Si ce livre m’a coupé le souffle, à sa lecture, c’est aussi parce qu’il est dans la tonalité et la démarche que je cherche encore pour mon « Aurélia Kreit ». Parce que c’est un roman russe de Mérives. Le livre d’un auteur dans sa pleine maturité. L’avantage, avec lui, c’est que je n’ai pas le temps de le jalouser, tant je suis heureux de chacune de ses pépites. Après « J’habitais Roanne », dont l’écriture a dû l’aider pour celui-ci, c’est la nouvelle démonstration que l’écriture n’est pas toujours là où on nous dit qu’elle est. Une diffusion nationale de « l’A. des V. » est totalement méritée, et attendue : il faut espérer que le public ne paressera pas.

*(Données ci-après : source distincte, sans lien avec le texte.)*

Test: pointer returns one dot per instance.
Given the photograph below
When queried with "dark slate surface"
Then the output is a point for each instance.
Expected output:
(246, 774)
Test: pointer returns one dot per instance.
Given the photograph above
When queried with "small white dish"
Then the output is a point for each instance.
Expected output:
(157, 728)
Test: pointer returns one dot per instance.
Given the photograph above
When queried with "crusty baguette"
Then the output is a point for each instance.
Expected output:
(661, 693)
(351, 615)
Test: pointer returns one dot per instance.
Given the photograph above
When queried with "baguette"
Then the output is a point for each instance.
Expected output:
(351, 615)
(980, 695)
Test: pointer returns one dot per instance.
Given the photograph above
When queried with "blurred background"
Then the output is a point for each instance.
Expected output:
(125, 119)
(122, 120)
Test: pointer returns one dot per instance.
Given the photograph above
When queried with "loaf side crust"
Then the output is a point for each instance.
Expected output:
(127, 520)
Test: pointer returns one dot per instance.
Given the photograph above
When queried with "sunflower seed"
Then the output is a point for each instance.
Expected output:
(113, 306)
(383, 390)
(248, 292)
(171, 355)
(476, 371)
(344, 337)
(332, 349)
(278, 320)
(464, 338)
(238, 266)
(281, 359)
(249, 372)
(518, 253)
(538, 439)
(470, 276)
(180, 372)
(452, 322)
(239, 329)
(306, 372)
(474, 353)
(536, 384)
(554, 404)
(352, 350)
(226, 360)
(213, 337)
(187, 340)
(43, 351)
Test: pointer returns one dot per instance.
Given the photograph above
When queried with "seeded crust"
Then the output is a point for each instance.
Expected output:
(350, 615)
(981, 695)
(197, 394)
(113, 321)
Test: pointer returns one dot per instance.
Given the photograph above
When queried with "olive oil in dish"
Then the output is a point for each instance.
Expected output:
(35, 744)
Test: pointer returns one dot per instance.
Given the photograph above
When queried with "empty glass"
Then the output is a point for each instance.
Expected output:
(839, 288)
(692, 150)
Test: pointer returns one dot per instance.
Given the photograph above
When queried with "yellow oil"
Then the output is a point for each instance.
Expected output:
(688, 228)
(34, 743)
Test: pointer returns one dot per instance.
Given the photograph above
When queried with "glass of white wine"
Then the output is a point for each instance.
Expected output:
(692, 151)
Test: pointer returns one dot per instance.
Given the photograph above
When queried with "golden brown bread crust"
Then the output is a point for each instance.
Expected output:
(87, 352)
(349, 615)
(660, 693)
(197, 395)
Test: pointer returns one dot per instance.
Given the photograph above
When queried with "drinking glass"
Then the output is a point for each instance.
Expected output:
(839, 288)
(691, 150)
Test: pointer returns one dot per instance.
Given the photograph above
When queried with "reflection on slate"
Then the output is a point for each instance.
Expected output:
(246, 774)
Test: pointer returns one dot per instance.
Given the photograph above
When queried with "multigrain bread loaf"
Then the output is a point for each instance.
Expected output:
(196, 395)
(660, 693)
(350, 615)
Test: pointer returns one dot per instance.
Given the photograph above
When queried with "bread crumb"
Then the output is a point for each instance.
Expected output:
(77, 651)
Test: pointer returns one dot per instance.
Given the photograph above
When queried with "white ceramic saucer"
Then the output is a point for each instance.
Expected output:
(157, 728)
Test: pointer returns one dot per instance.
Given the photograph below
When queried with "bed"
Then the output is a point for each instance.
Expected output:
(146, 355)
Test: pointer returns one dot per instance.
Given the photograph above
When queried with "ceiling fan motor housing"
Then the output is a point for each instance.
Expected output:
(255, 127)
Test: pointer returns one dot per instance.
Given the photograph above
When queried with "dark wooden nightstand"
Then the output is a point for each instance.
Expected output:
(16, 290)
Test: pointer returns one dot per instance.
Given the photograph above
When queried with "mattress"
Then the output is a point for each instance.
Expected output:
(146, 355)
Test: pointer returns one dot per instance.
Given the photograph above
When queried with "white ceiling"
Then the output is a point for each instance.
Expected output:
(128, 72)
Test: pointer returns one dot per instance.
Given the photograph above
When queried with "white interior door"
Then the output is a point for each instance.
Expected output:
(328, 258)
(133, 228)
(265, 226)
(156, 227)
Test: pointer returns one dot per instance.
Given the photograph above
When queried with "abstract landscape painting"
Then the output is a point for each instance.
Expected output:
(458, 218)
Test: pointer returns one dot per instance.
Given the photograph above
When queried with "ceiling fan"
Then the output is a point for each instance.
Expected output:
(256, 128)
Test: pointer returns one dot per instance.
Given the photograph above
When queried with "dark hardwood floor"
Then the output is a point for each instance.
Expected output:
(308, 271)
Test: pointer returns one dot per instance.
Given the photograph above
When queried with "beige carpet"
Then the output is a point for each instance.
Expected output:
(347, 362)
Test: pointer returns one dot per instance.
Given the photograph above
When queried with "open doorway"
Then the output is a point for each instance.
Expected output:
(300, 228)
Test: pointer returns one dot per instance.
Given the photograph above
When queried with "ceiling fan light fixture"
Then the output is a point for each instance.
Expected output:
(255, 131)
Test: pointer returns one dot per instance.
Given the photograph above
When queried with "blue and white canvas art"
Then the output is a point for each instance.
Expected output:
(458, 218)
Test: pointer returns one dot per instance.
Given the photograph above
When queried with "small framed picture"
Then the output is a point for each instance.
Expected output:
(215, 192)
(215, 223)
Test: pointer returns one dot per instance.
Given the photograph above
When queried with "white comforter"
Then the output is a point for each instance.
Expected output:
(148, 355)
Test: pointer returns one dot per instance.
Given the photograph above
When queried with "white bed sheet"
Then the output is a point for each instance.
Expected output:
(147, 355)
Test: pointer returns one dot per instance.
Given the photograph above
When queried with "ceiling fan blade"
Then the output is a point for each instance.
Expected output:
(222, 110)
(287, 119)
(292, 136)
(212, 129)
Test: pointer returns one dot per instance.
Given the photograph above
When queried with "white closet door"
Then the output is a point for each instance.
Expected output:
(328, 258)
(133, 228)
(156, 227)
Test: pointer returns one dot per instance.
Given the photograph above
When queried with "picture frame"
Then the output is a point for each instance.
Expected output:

PS : dans nos parcours parallèles et réversibles, je trouve cet amour de Hugo. Dont nous avons tous deux déclamé « A Villequier », un jour. Ironiquement, je trouve dans ce roman des références, une connivence récurrente au Grand Homme, les mêmes dont j’ai usé dans les premières pages de mon roman russe à moi. Celui qui verra peut-être le jour quand je serai prêt, dont l’importance m’apparaît plus encore depuis que la voie m’a été montrée.
NB: cette note a été éditée, titre et nom de l'auteur ont disparu. Ils reviendront vite, promis, quand le livre sortira. Dans ce milieu, il faut être prudent, et un poil superstitieux.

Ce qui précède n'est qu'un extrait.